Scalable bootstrapping
It is frustrating to see the out of memory error. It is equally frustrating to wait for hours before the computation finishes.
Sometimes these frustrations are inevitable, sometimes they are artificial. The goal of this post is to identify some cases where we can avoid the frustration: run large scale bootstrap efficiently (no OOM and fast).
Consider the following situation: we resample with replacement a set of size one million from a set of the same size. We repeat 100k times. If each invididual element takes 4 bytes (say Float32), we need 4e11 bytes, approximately 400GB to store all data in memory. This is larger than RAM available on most consumer devices. Holding all these data in memory is not an option.
However, it is rarely the case that we need to hold all these data. The purpose of bootstrap is to estimate the variability of a handful of quantities across all replications (100k in our example). A reduction step would reduce that memory footprint of a single replication to O(1). If we execute these reductions sequentially, we can avoid OOM.

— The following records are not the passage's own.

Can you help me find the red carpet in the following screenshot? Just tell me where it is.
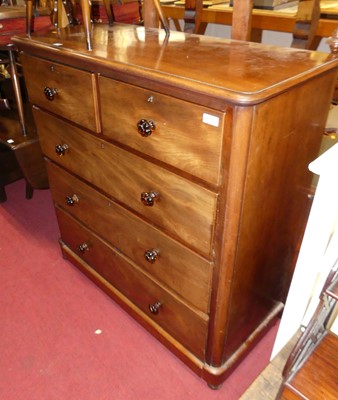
[0,181,276,400]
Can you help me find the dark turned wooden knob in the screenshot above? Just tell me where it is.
[144,249,160,264]
[43,86,58,101]
[141,191,159,207]
[137,119,155,137]
[66,194,79,206]
[77,243,89,254]
[148,301,162,315]
[55,144,69,157]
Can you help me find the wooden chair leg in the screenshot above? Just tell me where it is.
[8,50,27,136]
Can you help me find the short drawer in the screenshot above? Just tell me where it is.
[34,110,217,257]
[56,208,208,359]
[99,76,224,184]
[20,54,100,132]
[47,162,212,313]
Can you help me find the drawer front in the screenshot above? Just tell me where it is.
[34,110,217,256]
[47,162,212,313]
[99,77,224,185]
[21,54,100,132]
[56,208,208,359]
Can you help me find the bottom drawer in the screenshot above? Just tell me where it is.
[56,208,208,359]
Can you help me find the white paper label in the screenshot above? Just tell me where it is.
[202,113,219,128]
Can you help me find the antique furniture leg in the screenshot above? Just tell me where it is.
[103,0,114,26]
[80,0,92,50]
[291,0,321,50]
[8,44,27,136]
[231,0,253,40]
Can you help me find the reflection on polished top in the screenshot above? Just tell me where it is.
[13,24,338,104]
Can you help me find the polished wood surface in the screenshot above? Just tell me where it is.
[13,24,337,105]
[22,54,100,132]
[162,1,338,37]
[99,77,225,185]
[47,162,212,313]
[56,208,208,358]
[14,24,338,387]
[34,106,217,256]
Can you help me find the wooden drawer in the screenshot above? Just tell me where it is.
[99,76,224,184]
[20,54,100,132]
[34,110,217,256]
[47,162,212,313]
[56,208,208,359]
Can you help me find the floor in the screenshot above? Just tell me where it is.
[240,335,298,400]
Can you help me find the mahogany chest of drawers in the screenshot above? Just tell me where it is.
[14,25,337,387]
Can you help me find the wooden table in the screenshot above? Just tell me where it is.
[162,1,338,37]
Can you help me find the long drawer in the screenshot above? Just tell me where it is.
[56,208,208,359]
[34,110,217,257]
[47,162,212,313]
[20,54,101,132]
[99,76,224,184]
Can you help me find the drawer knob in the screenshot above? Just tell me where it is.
[148,301,162,315]
[55,144,69,157]
[137,119,155,137]
[77,243,89,254]
[144,249,160,264]
[141,191,159,207]
[66,194,79,206]
[43,86,58,101]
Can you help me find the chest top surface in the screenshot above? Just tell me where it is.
[14,24,338,104]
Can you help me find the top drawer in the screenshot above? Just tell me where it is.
[99,76,224,185]
[20,54,100,132]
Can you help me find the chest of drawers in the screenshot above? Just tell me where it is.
[14,25,337,386]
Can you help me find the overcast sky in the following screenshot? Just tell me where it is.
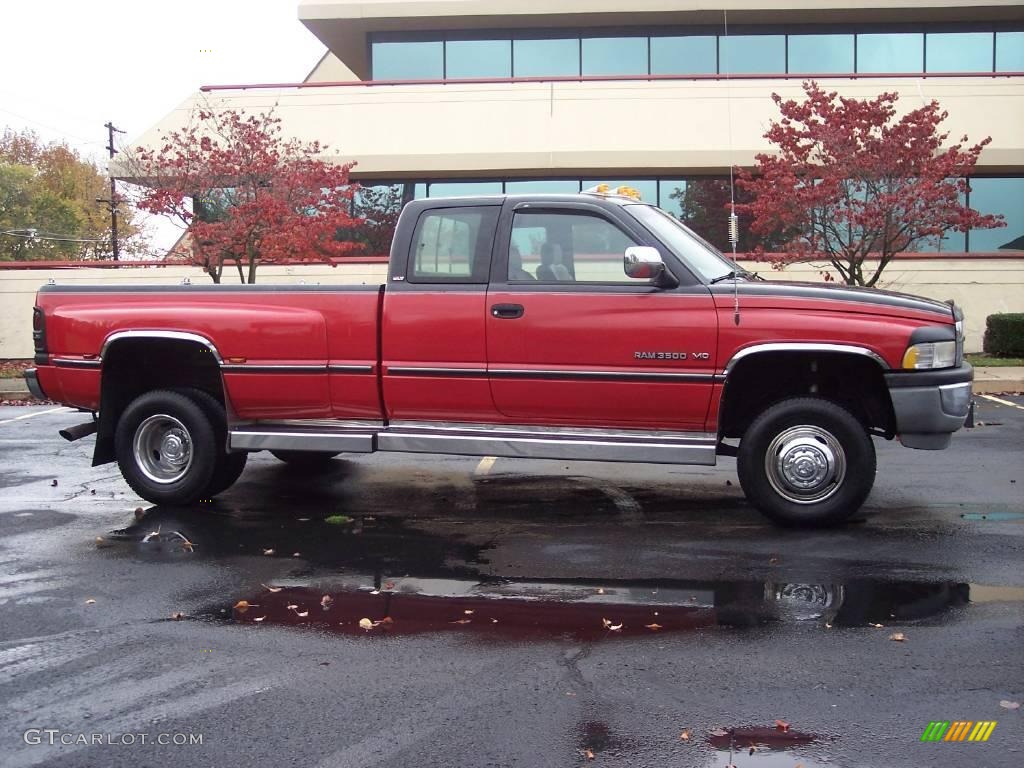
[0,0,325,252]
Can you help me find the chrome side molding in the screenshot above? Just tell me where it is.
[228,421,717,467]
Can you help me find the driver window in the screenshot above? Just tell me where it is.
[508,212,638,285]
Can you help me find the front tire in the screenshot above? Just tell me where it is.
[736,397,876,526]
[114,390,218,504]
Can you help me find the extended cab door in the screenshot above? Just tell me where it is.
[486,201,717,431]
[381,200,501,423]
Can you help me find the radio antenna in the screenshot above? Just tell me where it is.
[722,8,739,326]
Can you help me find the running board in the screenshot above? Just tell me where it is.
[229,422,716,467]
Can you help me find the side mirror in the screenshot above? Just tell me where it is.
[623,246,678,288]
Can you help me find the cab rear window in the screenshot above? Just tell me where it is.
[407,206,501,283]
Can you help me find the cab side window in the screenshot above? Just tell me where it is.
[408,206,500,283]
[508,212,638,285]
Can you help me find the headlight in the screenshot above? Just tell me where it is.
[903,341,956,369]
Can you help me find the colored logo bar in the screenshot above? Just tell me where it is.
[921,720,996,741]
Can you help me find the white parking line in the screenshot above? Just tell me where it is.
[978,394,1024,411]
[0,408,71,424]
[473,456,498,477]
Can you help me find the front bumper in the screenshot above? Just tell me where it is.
[25,368,49,400]
[886,362,974,451]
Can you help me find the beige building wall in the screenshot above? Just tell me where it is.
[123,77,1024,180]
[0,259,1024,359]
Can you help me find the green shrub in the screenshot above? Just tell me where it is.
[983,312,1024,357]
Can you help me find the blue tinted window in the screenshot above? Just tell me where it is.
[505,179,580,195]
[971,178,1024,252]
[718,35,785,75]
[583,178,657,204]
[444,40,512,80]
[790,35,853,73]
[995,32,1024,72]
[372,40,444,80]
[512,40,580,78]
[857,32,925,72]
[650,35,718,75]
[926,32,992,72]
[583,37,647,75]
[430,181,502,198]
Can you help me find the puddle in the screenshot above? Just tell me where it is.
[218,573,970,641]
[708,726,831,768]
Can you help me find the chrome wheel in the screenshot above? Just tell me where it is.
[132,414,193,484]
[765,426,846,504]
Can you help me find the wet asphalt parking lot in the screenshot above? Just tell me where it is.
[0,396,1024,768]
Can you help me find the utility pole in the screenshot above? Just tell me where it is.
[96,121,124,261]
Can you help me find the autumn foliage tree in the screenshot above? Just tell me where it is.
[126,109,365,283]
[0,128,143,261]
[736,82,1005,286]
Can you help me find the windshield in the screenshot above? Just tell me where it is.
[626,205,740,282]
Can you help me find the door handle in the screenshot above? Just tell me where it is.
[490,304,525,319]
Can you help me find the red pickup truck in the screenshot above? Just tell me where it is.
[27,194,973,525]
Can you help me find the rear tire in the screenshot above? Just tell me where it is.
[175,388,249,499]
[736,397,876,527]
[270,451,338,471]
[114,390,218,504]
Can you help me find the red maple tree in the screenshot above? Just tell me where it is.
[127,110,365,283]
[736,81,1006,286]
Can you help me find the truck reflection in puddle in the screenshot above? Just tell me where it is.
[219,573,969,640]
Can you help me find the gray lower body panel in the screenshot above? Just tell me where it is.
[889,381,971,451]
[229,422,717,466]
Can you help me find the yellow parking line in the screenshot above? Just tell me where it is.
[473,456,498,475]
[0,408,71,424]
[978,394,1024,411]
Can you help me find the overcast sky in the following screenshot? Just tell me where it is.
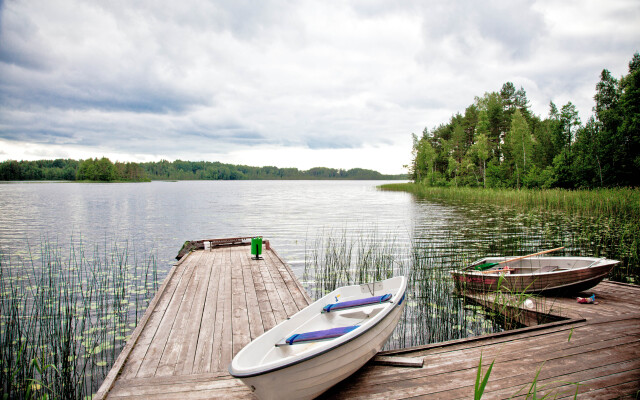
[0,0,640,173]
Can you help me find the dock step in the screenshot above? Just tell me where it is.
[276,325,360,347]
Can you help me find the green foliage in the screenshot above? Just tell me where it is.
[0,159,79,181]
[141,160,406,180]
[0,157,407,182]
[473,353,496,400]
[409,53,640,189]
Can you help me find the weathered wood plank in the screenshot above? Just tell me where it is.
[242,248,265,340]
[192,252,222,374]
[137,252,202,377]
[266,252,310,310]
[155,253,206,376]
[98,246,640,400]
[216,248,233,371]
[264,253,298,318]
[251,262,276,332]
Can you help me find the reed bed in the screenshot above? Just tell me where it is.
[381,183,640,283]
[303,231,502,350]
[0,241,157,399]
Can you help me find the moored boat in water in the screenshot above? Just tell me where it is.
[229,276,407,399]
[451,257,619,295]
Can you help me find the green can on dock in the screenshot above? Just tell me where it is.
[251,236,262,258]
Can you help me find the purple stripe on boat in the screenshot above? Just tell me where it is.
[322,293,391,312]
[285,325,360,344]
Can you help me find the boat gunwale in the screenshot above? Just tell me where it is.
[228,278,407,378]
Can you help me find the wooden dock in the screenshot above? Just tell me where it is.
[94,242,640,399]
[94,245,311,399]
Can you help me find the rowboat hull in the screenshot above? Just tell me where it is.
[452,257,619,295]
[229,277,406,399]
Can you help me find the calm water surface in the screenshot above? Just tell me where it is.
[0,181,465,276]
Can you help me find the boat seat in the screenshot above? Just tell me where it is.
[276,325,360,347]
[322,293,392,313]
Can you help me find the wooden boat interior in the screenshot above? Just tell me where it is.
[481,257,607,275]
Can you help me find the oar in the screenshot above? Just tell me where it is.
[475,246,564,271]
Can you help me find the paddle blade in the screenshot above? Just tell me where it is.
[473,263,498,271]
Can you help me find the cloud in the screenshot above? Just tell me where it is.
[0,0,640,172]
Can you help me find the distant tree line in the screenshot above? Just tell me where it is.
[141,160,407,180]
[0,157,407,182]
[409,53,640,188]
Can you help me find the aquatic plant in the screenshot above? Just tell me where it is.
[0,240,157,399]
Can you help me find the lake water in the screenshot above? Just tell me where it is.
[5,181,584,394]
[0,181,456,273]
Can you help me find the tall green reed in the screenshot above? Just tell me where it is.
[0,240,157,399]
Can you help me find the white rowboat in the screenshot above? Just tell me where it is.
[229,276,407,400]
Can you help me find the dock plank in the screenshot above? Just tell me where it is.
[229,247,251,356]
[136,250,202,377]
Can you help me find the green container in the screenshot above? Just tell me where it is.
[251,237,262,256]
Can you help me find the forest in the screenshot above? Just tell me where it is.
[409,53,640,189]
[0,157,407,182]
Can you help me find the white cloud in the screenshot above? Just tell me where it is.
[0,0,640,172]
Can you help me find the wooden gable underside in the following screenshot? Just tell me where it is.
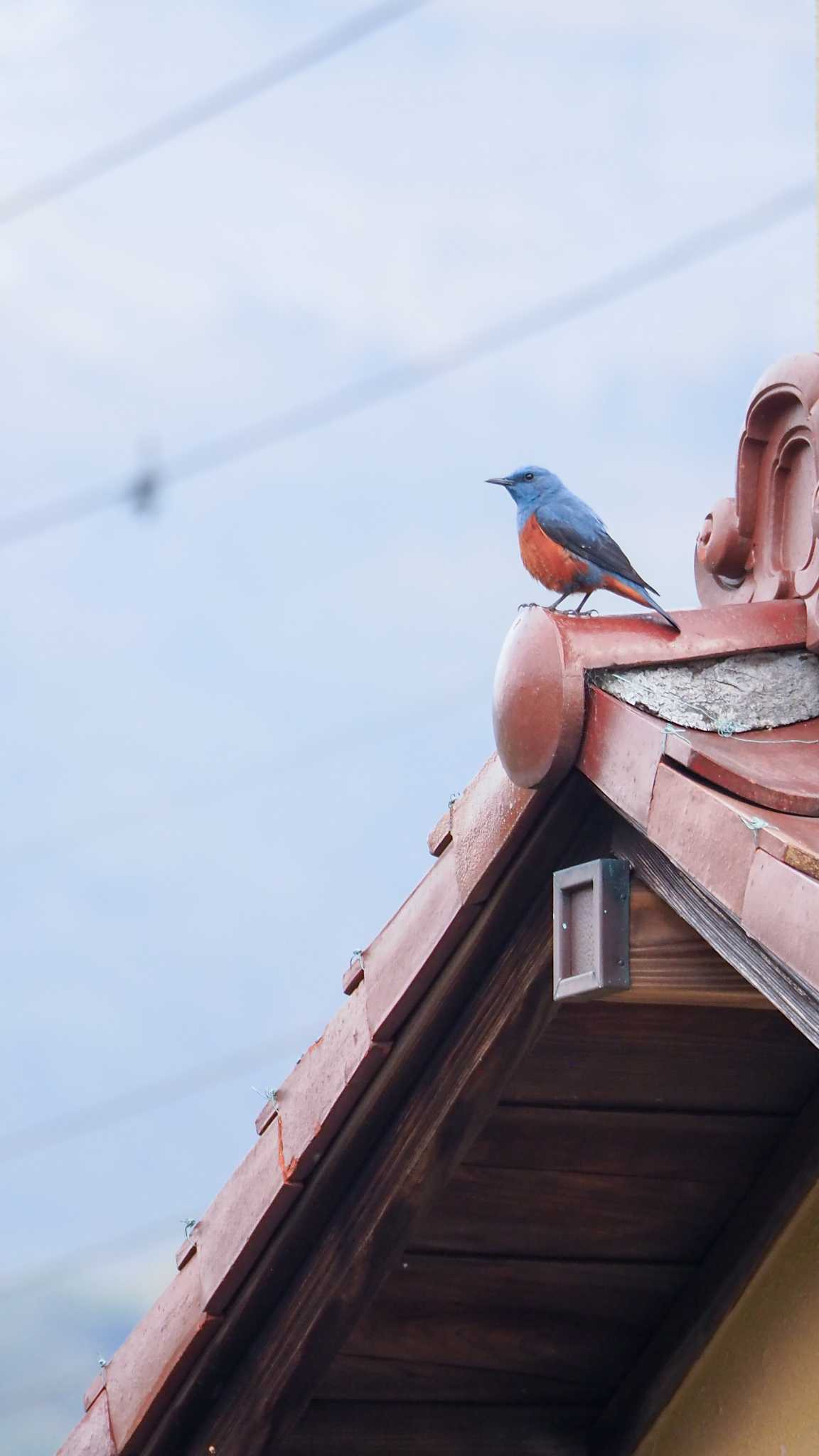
[135,779,819,1456]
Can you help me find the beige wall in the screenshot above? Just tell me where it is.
[637,1185,819,1456]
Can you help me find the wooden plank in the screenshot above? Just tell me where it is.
[412,1165,748,1264]
[612,879,772,1010]
[504,1000,819,1113]
[344,1253,690,1395]
[592,1092,819,1456]
[316,1341,602,1409]
[275,1401,589,1456]
[611,818,819,1047]
[162,775,599,1456]
[465,1105,788,1182]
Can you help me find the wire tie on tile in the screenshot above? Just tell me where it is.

We use JAX to achieve this below. An important point here is that jax.lax.map avoids using expensive python for loops, which makes the seqeuntial execution more efficient.
This runs almost instantly after the first compilation.
import jax
import jax.numpy as jnp
import jax.random as jr
key = jr.key(0)
seq = jr.choice(key, 2, (5000000,), p=jnp.array([95,5]))
def resample(key, seq):
return jr.choice(key, seq, shape=(len(seq),)).mean() # reduction op is the mean
@jax.jit
def resample_all_sequential(keys, seq):
return jax.lax.map(lambda k: resample(k, seq), keys)
resample_all_sequential(jr.split(key, 1000000), seq).shape
Side note: why not vmap?
In situation like bootstraping it is natural to use vmap and feed a large number of keys into the vmapped functions. This will not work because under the hood, JAX will allocate memoery for the whole data matrix even if we have a reduction at the end of each replication, which, as we mentioned before, is way too large.
However, it is possible to take a hybrid approach. Use vmap to take 100 keys at a time, then splash a sequential map on top. I don't feel much of a difference for the scale I try.